Hon Judith Tizard Associate Minister of Transport

Media release 9 August 2006

New Zealanders encouraged to "choke the smoke"

Associate Transport Minister Judith Tizard today launched a multimedia campaign to encourage New Zealanders to "choke the smoke" to reduce vehicle emissions.

"New Zealanders love cars but their emissions especially harm the young, the old and the already sick, and make respiratory and heart conditions worse, and damage our resistance to colds and flu," the Minister says.

"The effects of vehicle emissions are estimated to cost the country $442 million a year. Vehicle emissions also contribute to the death of nearly 400 New Zealanders every year.

"We need to act - our health and our clean green and sustainable environment depend on it.

Radio advertisements and billboards kick off the Choke the smoke campaign, which will also feature images on car park ramps and posters on car park barrier arms.

"This campaign is one of many measures by this Labour-led government to reduce vehicle pollution and focuses on the use of cars. By the end of the year a "visible smoke check" will be introduced and carried out as part of a vehicle's warrant or certificate of fitness."

Other government initiatives to reduce vehicle emissions have focused on fuel and vehicle standards. They include revised fuel specifications in line with European standards; imported vehicles are required to meet an approved emission standard; and smokey vehicles are ticketed by the Police.

"We're also looking at future options including more sophisticated vehicle tests and renewable transport fuels.

"As Aucklanders we need to do our bit and get our cars tuned and serviced. We need to take our foot off the accelerator. We need to stop using the car for short trips and start walking - or use walking school buses or public transport.

"Over 40% of Auckland car trips are for just 3-5 kms.
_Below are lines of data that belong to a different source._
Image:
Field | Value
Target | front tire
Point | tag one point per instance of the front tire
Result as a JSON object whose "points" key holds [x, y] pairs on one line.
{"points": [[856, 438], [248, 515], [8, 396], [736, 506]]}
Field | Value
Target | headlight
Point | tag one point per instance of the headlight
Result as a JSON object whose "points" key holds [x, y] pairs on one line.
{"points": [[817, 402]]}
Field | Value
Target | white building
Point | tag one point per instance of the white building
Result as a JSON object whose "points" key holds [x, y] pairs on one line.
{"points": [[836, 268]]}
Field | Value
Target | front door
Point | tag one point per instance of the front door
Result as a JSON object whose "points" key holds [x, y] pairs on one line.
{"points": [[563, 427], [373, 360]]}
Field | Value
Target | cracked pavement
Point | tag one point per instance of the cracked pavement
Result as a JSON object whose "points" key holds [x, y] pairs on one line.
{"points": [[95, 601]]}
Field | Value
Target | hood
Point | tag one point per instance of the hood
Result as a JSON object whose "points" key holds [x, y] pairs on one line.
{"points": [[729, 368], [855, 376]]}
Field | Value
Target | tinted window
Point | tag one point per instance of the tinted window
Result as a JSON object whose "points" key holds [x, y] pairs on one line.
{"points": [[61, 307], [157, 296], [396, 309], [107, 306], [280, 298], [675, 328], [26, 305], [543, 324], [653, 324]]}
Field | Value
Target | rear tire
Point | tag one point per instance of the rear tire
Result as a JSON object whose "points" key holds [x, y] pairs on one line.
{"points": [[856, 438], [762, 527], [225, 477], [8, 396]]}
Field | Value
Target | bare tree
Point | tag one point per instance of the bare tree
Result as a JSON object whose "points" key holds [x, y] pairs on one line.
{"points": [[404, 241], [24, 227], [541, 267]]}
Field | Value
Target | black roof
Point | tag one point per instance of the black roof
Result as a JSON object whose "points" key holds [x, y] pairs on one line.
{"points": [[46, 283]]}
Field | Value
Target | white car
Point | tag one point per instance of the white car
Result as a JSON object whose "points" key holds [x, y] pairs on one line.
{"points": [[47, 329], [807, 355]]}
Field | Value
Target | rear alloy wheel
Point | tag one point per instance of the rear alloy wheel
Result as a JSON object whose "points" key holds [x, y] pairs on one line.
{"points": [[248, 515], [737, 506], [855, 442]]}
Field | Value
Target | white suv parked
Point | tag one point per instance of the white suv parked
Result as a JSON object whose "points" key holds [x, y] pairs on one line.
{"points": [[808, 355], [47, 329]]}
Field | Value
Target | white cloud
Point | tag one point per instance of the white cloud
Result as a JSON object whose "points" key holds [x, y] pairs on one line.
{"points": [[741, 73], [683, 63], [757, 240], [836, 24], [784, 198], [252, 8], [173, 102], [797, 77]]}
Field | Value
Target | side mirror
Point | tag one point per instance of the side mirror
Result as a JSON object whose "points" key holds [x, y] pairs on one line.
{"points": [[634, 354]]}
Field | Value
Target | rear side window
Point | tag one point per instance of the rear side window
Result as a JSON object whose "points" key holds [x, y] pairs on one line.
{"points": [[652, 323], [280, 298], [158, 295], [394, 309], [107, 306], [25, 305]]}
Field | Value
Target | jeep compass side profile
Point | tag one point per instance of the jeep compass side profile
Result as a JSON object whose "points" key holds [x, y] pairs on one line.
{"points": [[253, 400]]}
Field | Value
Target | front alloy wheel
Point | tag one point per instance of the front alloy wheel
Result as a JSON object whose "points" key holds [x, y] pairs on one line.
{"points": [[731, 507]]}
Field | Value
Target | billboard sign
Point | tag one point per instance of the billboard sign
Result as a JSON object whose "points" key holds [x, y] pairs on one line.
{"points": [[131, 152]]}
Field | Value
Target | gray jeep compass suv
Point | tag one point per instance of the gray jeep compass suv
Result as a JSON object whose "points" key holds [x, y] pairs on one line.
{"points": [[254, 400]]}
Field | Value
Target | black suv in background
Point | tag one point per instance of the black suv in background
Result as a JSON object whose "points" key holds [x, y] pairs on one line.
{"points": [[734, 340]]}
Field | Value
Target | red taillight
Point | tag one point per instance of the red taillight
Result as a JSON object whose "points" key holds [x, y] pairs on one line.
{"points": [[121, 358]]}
And over 50% of Auckland school children are driven to school each day."

"Together we can choke the smoke."

Contact: Hazel Dobbie, Press Secretary, 021 227 9871, hazel.dobbie@parliament.govt.nz

"Smoke the Choke" campaign Questions & Answers

"Choke the smoke" aims to highlight the damage vehicle emissions cause to health and the environment and to encourage New Zealanders to take action to help "choke the smoke".

What's the purpose of the campaign? The campaign will provide information about the effects of vehicle emissions and also encourage owners to reduce vehicle pollution by tuning their cars, car pooling and using public transport.

It will include information about the next step in reducing vehicle emissions, the "visible smoke check", which will be introduced before the end of the year. The check will be carried out during a vehicle's warrant or certificate of fitness.

What does the campaign involve? Radio advertisements and billboards kick off the campaign, which will also feature images on car park ramps and posters on car park barrier arms.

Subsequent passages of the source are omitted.